Introduction to AI for FPGAs

Follow Us On

Previous: AI and Machine Learning

Index

Next: AI and Machine Learning/Frameworks

Introduction

Artificial Intelligence (AI) is a hot topic nowadays due to modern techniques' versatility and generalisation capacities, such as Deep Learning, Transformers and Large Language Models. FPGAs are not excluded from this world and have interesting advantages over traditional computing hardware, i.e., CPUs and GPUs.

FPGAs are useful for the inference stage, where the model performs predictions such as classification, detection, anomaly detection, and other tasks. Given their architecture, which heavily employs floating-point operations, model training is not widely a strength of FPGAs.

This section will compare traditional architectures and FPGAs regarding the AI inference process, deepening into execution details and exhibiting the advantages of one architecture over the other, clearing an overall landscape for further decisions. We kindly invite you to review our other wiki related to hardware acceleration on CPU, GPU and FPGA.

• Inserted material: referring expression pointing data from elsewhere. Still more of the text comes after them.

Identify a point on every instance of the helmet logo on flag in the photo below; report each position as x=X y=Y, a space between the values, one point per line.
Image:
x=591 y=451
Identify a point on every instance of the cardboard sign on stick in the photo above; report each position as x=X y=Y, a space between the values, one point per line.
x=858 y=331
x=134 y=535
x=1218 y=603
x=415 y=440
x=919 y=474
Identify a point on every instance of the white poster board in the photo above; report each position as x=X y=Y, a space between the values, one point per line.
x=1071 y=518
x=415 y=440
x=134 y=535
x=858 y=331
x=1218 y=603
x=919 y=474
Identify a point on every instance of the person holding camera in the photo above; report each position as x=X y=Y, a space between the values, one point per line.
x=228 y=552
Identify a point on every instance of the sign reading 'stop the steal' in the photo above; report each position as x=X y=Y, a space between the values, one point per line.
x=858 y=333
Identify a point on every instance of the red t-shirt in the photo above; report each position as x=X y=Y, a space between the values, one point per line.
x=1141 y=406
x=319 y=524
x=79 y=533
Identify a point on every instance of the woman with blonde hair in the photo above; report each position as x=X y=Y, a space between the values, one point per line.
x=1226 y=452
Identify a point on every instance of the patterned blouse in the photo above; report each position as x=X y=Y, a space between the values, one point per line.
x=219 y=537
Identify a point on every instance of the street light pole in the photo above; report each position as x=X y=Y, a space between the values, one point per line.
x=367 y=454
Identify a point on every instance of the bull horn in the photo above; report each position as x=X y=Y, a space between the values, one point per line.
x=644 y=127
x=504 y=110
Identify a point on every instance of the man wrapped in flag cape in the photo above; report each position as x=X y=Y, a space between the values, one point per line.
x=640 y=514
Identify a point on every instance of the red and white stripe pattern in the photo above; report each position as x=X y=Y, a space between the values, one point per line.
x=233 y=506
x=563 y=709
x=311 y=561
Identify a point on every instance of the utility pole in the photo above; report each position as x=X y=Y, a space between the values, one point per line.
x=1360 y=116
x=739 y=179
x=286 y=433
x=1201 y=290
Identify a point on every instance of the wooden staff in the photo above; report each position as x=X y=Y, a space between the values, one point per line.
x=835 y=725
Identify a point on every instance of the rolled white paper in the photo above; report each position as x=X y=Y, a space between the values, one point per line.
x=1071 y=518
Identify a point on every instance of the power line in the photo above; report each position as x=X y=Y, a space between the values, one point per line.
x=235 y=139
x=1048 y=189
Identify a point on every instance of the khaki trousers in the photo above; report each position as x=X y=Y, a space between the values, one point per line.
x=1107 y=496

An Overview on Deep Learning

Deep Learning techniques are widely popular in modern AI due to their ability to abstract complex functions and learn hidden patterns (aka features). Within the most popular techniques:

Multi-Layer Perceptron Neural Networks
Recurrent Neural Networks
Convolutional Neural Networks
Transformer-Based Networks
Hybrid Architectures

The aforementioned techniques share the possibility of having multiple layers separated by a non-linearity, often called activation functions, which avoids the mathematical simplification (or collapse) of the operations and enhances the learning process.

Mathematical Operators

All the techniques often share some mathematical operations, particularly vector-matrix multiplication and the matrix-matrix multiplication. The Perceptron Model can be defined mathematically as a vector-vector dot product:

$y=\sigma {\big (}\mathbf {x} \cdot \mathbf {w} {\big )}$

where $\mathbf {x}$ is the vector of inputs, $\mathbf {w}$ is the vector of weights, $\sigma$ is the activation function and $y$ is the output of the perceptron.

When having multiple perceptrons in a single layer, the weights become a matrix, where each column encapsulates the weights for a perceptron:

$\mathbf {y} =\sigma {\big (}\mathbf {x} \cdot \mathbf {W} {\big )}$

where the outputs $\mathbf {y}$ become a vector, and the function processes each element of the resulting vector element-wise.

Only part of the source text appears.